Plausibility rating: 1 out of 5

Episode 3: The Waldo Moment

Premise: A cartoon bear stands as an MP.

This just couldn’t happen, without major and deeply unlikely changes to UK election law. Possibly the closest literal parallel in the UK was when Hartlepool FC’s mascot H'Angus the Monkey stood for, and was elected, mayor – although the bloke inside, Stuart Drummond, ran under his own name and immediately disassociated himself from the H’Angus brand to become a serious and fairly popular mayor.

There are no other parallels with grotesque politicians who may as well be cartoon characters getting close to high political office. None.

Plausibility rating: 0 out of 5

Christmas special (2015)

Episode: White Christmas

Premise 1: Everyone has a device implanted in their eyes that gives them constant internet access. One application of this is to secretly get live dating/pick-up artistry advice.

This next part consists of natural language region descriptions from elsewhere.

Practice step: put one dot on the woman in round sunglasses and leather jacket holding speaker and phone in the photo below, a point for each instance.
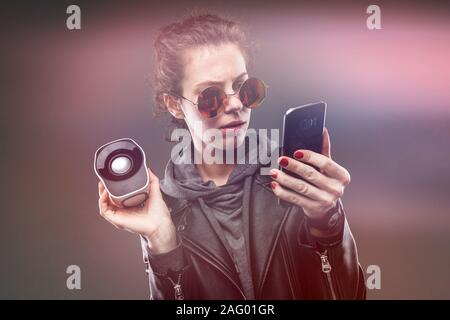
(217, 231)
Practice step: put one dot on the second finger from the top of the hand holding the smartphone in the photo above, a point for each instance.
(312, 176)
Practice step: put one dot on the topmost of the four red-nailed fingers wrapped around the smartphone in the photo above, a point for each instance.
(326, 166)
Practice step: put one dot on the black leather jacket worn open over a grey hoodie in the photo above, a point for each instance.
(286, 262)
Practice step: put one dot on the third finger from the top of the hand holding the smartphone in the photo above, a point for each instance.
(300, 186)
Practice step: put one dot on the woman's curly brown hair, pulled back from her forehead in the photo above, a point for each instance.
(200, 28)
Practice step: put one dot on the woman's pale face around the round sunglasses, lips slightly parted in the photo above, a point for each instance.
(223, 66)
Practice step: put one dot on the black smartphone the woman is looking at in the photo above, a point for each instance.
(303, 129)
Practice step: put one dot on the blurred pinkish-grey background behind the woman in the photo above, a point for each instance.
(64, 93)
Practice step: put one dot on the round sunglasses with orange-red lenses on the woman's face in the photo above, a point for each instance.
(211, 101)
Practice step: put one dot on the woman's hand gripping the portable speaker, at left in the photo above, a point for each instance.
(152, 220)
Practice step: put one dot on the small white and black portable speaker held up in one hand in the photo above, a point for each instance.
(121, 166)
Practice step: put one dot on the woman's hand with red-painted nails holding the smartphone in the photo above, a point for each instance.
(319, 191)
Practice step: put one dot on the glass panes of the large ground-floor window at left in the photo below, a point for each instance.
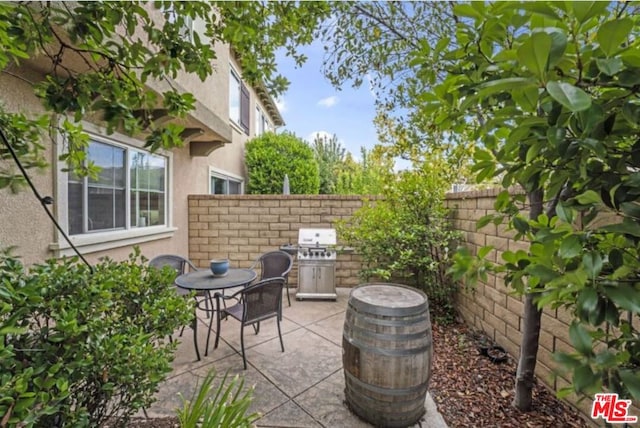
(130, 185)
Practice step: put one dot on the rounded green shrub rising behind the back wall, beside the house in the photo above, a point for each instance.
(270, 156)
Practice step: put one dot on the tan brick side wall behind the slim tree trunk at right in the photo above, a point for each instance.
(494, 308)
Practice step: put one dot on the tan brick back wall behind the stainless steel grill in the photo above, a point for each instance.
(241, 227)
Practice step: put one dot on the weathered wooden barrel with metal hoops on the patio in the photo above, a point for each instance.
(386, 353)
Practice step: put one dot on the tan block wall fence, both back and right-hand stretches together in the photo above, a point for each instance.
(241, 227)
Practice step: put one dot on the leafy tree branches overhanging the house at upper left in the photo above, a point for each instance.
(98, 56)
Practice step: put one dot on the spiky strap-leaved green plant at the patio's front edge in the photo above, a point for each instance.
(226, 407)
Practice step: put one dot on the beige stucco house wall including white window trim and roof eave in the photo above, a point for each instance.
(24, 224)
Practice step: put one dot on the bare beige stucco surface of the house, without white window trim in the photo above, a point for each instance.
(24, 224)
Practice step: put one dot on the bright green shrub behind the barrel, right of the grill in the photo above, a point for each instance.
(405, 237)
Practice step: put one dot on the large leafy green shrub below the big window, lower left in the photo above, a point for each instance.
(78, 348)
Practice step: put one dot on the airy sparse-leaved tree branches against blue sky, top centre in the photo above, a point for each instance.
(378, 43)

As with “The Entire History of You”, there’s nothing particularly unfeasible about the underlying technology here. There’s already an app called Relationup that offers live chat with “relationship advisers” who can help you get through a date; another called Jyst claims to have solved the problem by allowing users to get romantic advice from a community of anonymous users. Or you could, you know, just smile and ask them about themselves.

Plausibility rating: 4 out of 5

Premise 2: Human personalities can be copied into electronic devices. These copies then have their spirits crushed and are forced to become the ultimate personalised version of Siri, running your life to your exact tastes.

The Blue Brain Project research group last year announced they’d modelled a small bit of rat brain as a stepping stone to a full simulation of the human brain, so, we’re getting there.

But even if it is theoretically possible, using an entire human personality to make sure your toast is always the right shade of brown seems like overkill. What about the risk of leaving your life in the hands of a severely traumatised version of yourself? What if that bathwater at “just the right” temperature turns out to be scalding hot because the digital you didn’t crack in quite the right way?

Plausibility rating: 1 out of 5

Premise 3: There’s a real-life equivalent of a social media block: once blocked, you can’t see or hear the person who has blocked you. This can also be used as a criminal punishment and people classed as sex offenders are automatically blocked by everyone.

Again, the technology involved is not outrageous. But even if you have not worried about the direct effect of such a powerful form of social isolation on the mental health of criminals, letting them wander around freely in this state is likely to have fairly unfortunate consequences, sooner or later. It’s almost as if it’s just a powerful image to end a TV drama on, rather than a feasible policy suggestion.

Plausibility rating: 2 out of 5

Series 3 of Black Mirror is out on Friday 21 October on Netflix.